We cannot anticipate all of the ways AI will shape global geopolitics, but history shows clearly that technological leadership brings military and economic advantages, and it allows countries to shape international norms according to their own interests. Today, the West ́s technological leadership can no longer be taken for granted. China is the most prominent challenger but likely not the last. Thinking more in terms of platform geopolitics and global scalability of policy approaches would be an important step to accommodate the transatlantic relationship in the digital age.

In these early days, Western policymakers must

▪ Develop shared pools of and common regulations for using the massive amount of data that crosses the Atlantic and is critical to fine-tuning AI algorithms. Companies around the world that want a presence in this desirable transatlantic data sphere would have to comply with its rules and regulations.

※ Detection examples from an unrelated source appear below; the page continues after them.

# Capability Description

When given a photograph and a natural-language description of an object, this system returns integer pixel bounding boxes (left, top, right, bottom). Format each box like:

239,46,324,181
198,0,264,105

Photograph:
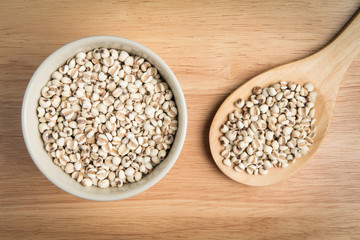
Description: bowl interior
22,36,187,201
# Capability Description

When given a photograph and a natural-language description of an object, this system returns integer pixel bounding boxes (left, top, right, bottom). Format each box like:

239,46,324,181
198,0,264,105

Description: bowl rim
21,35,187,201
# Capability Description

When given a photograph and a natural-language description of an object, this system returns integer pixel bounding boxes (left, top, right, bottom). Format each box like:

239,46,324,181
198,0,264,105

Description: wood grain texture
209,12,360,186
0,0,360,239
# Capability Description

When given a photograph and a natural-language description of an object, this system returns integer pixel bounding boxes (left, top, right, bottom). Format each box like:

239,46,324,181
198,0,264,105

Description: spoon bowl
209,9,360,186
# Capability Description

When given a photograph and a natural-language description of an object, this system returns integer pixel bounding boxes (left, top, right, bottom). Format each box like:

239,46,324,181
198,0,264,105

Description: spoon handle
309,10,360,93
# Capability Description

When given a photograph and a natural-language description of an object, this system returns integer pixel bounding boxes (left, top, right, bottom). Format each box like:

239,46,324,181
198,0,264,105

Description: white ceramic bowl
21,36,187,201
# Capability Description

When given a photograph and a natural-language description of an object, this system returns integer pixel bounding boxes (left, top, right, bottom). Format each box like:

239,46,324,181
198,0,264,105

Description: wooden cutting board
0,0,360,239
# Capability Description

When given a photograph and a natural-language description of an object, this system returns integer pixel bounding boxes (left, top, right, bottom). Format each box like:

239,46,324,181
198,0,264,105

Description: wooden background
0,0,360,239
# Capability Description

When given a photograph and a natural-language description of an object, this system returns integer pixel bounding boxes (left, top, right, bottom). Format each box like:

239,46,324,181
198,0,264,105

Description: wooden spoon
209,11,360,186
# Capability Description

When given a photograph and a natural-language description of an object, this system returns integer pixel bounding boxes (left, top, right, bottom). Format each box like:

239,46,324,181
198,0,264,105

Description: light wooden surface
209,12,360,186
0,0,360,239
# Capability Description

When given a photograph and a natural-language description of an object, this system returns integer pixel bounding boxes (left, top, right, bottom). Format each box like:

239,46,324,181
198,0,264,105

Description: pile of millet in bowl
37,48,178,188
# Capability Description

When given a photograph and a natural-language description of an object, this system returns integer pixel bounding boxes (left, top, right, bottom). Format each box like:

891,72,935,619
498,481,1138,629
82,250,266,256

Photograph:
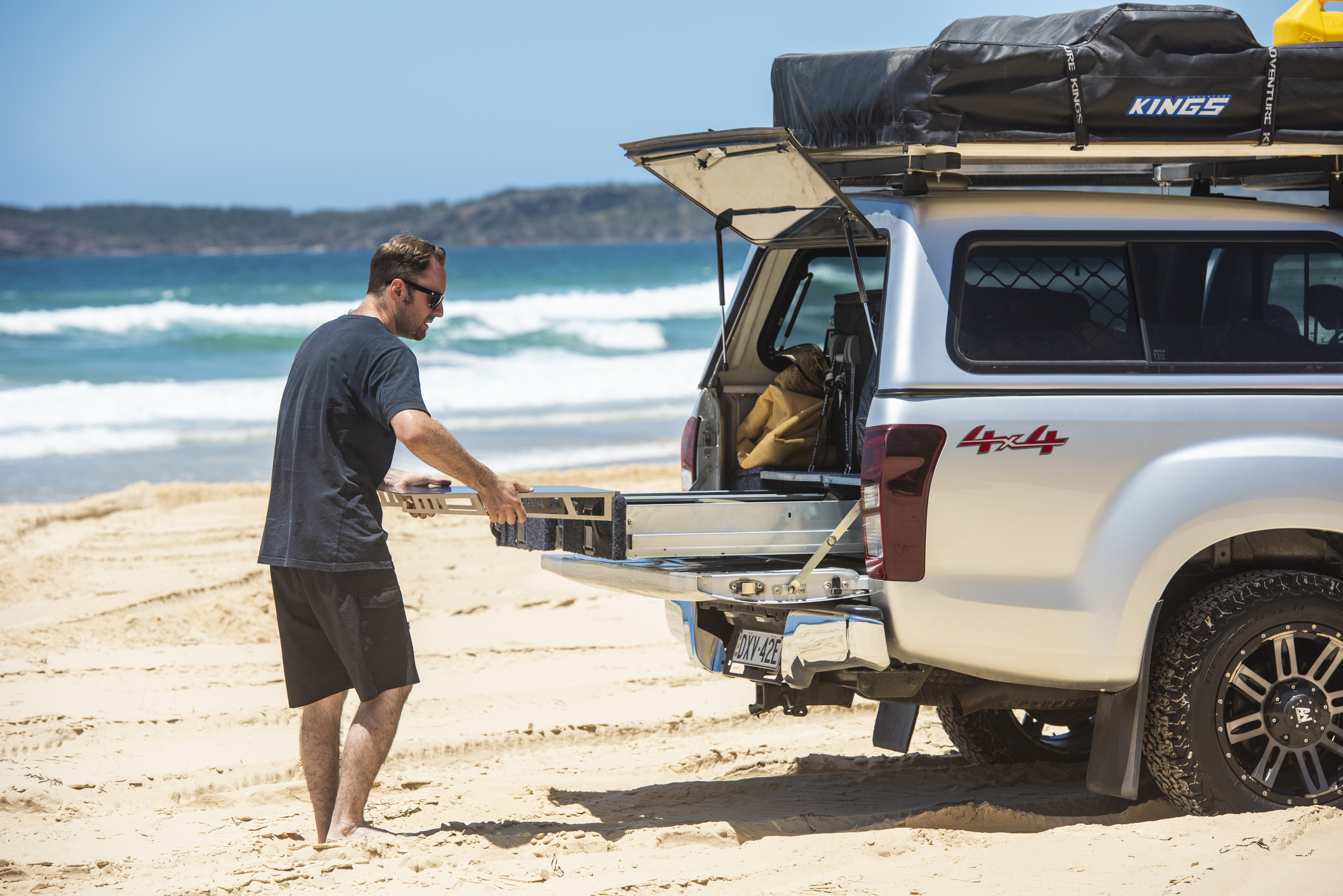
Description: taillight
861,425,947,581
681,417,700,492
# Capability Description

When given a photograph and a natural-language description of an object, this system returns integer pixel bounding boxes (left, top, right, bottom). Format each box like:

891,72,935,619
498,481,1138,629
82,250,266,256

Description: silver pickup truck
465,129,1343,814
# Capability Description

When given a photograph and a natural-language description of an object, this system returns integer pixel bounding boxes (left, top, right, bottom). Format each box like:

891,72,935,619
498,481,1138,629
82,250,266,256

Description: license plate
732,629,783,669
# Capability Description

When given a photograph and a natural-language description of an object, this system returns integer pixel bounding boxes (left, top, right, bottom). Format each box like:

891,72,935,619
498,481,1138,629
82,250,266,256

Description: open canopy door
620,128,881,246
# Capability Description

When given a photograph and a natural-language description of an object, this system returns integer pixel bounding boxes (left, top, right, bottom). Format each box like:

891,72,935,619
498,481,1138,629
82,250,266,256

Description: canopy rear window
948,234,1343,374
620,128,883,246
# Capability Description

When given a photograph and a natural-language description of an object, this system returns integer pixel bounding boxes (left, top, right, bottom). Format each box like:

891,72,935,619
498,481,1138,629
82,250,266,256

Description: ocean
0,242,746,502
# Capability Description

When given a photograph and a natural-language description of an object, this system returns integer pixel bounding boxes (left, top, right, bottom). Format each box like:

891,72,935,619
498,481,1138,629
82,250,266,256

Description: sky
0,0,1291,211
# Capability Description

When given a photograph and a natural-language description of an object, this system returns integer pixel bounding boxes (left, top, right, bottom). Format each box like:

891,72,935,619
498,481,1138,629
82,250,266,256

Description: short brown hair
368,234,447,295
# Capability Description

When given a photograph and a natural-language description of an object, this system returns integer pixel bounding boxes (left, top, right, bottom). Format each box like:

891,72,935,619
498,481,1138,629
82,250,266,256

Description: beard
396,293,429,341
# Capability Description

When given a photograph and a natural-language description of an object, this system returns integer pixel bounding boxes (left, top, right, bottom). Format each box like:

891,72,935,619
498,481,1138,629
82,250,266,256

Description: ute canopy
620,128,883,246
771,3,1343,150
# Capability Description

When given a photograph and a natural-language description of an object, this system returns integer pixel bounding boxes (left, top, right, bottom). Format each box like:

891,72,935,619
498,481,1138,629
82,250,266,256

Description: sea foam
0,282,717,338
0,349,706,459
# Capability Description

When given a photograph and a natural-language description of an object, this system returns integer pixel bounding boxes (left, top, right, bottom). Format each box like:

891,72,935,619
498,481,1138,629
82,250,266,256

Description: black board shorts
270,565,419,709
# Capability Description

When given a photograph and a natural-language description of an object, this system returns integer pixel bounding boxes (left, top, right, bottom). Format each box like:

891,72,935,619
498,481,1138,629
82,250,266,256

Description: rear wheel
937,707,1096,764
1143,570,1343,815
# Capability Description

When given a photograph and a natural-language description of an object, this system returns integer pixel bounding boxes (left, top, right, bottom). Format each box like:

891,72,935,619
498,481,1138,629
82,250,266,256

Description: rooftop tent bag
771,3,1343,149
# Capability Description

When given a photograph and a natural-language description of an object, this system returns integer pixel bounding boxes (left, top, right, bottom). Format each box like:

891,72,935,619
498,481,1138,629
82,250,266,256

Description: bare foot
327,821,396,842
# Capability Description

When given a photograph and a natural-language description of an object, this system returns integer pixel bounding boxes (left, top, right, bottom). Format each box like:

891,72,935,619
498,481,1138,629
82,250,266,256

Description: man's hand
383,470,453,520
475,474,532,525
395,473,453,488
392,408,532,525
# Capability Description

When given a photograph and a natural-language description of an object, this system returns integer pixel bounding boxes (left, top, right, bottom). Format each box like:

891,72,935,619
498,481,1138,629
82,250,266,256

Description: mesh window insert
958,244,1143,361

▪ Secure the steady supply of hard- and software components that are critical for the application of AI and other emerging technologies on transatlantic digital platforms. A coordinated transatlantic approach to supply-chain security and commercial-intelligence sharing will be important in the competition for economic and military supremacy.

▪ Speak with one transatlantic voice in global standards-setting forums in order to shape global regulation of digital platforms. While transatlantic partners might have significant differences on regulation, they share a fundamental belief in democracy, freedom, and the rule of law. These values can and should guide a transatlantic convergence on how to run digital platforms.